Materials and methods: Clinical tumor size was measured by CT in 834 patients undergoing nephrectomy and was compared with pathologic tumor size. Clinical tumor size and clinical tumor stages were assessed in a central radiologic review. Several variables were analyzed regarding their impact on cancer-specific survival by use of the Kaplan-Meier method, multivariable Cox regression, and receiver operating characteristic analysis.
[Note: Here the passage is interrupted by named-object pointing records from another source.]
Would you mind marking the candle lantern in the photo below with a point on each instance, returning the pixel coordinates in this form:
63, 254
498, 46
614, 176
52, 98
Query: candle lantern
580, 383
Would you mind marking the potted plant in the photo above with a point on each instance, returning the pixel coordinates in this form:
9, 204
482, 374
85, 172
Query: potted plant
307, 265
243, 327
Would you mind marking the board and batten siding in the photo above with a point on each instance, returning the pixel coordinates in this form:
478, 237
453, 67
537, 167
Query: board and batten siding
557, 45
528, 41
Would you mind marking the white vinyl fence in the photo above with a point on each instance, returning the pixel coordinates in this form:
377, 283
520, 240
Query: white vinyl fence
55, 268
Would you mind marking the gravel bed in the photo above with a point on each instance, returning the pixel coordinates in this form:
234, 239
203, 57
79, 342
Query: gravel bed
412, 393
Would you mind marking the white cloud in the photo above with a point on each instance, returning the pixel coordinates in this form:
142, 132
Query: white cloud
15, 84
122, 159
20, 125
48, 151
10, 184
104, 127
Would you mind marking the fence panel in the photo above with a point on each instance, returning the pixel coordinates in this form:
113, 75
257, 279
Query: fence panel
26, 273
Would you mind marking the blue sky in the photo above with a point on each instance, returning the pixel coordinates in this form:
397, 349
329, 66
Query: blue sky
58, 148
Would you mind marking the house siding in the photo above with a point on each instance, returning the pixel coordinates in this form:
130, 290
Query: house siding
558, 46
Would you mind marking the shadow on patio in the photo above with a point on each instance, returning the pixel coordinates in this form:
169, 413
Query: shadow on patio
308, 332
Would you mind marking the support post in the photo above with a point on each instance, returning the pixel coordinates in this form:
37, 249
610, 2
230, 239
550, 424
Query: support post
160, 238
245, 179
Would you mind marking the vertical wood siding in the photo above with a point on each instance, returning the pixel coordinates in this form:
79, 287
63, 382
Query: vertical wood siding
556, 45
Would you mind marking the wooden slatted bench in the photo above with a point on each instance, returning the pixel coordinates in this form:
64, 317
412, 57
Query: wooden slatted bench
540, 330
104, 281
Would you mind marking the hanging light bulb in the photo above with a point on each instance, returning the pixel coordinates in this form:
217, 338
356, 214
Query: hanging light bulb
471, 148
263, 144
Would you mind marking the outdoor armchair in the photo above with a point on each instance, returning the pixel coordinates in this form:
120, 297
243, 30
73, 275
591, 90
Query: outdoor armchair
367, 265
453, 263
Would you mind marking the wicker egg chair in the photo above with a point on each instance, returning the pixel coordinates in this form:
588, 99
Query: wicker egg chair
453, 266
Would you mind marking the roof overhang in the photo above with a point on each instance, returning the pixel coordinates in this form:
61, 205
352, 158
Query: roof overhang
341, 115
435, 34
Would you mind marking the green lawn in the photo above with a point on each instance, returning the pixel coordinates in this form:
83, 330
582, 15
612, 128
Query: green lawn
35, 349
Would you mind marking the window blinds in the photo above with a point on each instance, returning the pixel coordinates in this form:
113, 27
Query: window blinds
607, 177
Results: The mean duration of follow-up for patients who were alive at the end of the study (n = 564) was 85 months. The mean clinical and pathologic tumor size was 5.93 and 5.53 cm, respectively (p = 0.005). Of 265 patients with cT1a tumors, only 3.0% (n = 8) had pathologic tumor stage pT3a or higher. In contrast, 15.2% of 317 patients with cT1b tumors had pathologic tumor stage pT2 or higher. Five-year cancer-specific survival according to clinical tumor size was 94% (≤ 4 cm), 83% (4.01-7 cm), and 68% (> 7 cm), respectively (p < 0.001). Multivariable regression analysis revealed that metastasis, sex, age, and clinical tumor size significantly influenced cancer-specific survival. Integration of pathologic tumor size instead of clinical tumor size into multivariable analysis resulted in a reduction of predictive accuracy of 2.3%.
Conclusion: CT significantly overestimated tumor size in the overall study group, but this overestimation is unlikely to be of clinical importance regarding the decision about radical versus nephron-sparing surgery. However, clinical understaging in 15% of cT1b tumors should be considered in treatment decision making. Clinical tumor size had an independent impact on cancer-specific survival and revealed a higher prognostic value compared with pathologic tumor size.